Aujourd'hui ce fil s’est fortifié et ne lie plus notre seul échange épistolaire et les délibérations adoptés par les conseillers municipaux, mais confirme le pacte dans cette réunion publique et va construire le chemin qui unira à vous les finalésiens qui sont arrivés aujourd'hui, et qui nous unira en septembre prochain à ceux des vôtres qui seront parmis nous. Et le lien idéal devra être solide, pour résister et exister, être un échange continuel de relations qu'il faudra étendre et consolider.
J’ai dit et je répète que le nom de François CASSETTI constitue le lien idéal qui a donné le départ à nos relations, en langage technique ce pourrait être l'élément définitif catalyseur qui a permis notre jumelage.
Je me dois en conséquence de vous répéter l'expression de notre gratitude. Je n'illustrerais certes pas les phases de votre activité de Maire de Grézieu-la-Varenne, d'homme voué à la cause de la Démocratie et du Progrès Humain, phases qui m'ont été d'ailleurs indiquées de manière sommaire, et je n'entends pas transformer cette fête en une évocation du passé.
Je crois nécessaire que chacun et en particulier les jeunes méditent sur le passé afin d'en tirer les leçons.
Les souffrances supportées pas François CASSETTI nous en donnent un exemple.
François CASSETTI (1798-1884) fit partie de la troupe de patriotes qui, proche des idéaux formulés par la révolution française, exposèrent leur vie pour que l'Italie fut une, libre et indépendante.

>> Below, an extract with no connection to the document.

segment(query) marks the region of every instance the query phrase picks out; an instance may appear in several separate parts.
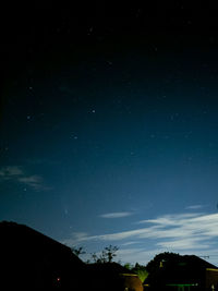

Le mouvement dirigé par Cicco MENOTTI, dans la nuit du 3 février 1831, déclenchant les réactions, dut abandonner Finale-Emilia et l'État de la Maison d'Este pour se soustraire à la colère ducale.
Contre les insurgés, l'Autriche, rompant les accords de "non intervention" déclarés d'une façon ambiguë par Louis Philippe, avait déployé de puissants corps d'armés qui, dépassant le Pô, marchaient avec comme objectif de couper à la racine l'hydre de la révolte, de chasser les possesseurs du pouvoir, de mettre sur le trône de Modène FRANÇOIS IV d'Austria-Este et, dans les légations de la Romagne où la révolte s'était étendue, de restaurer le pouvoir du Pontife Romain.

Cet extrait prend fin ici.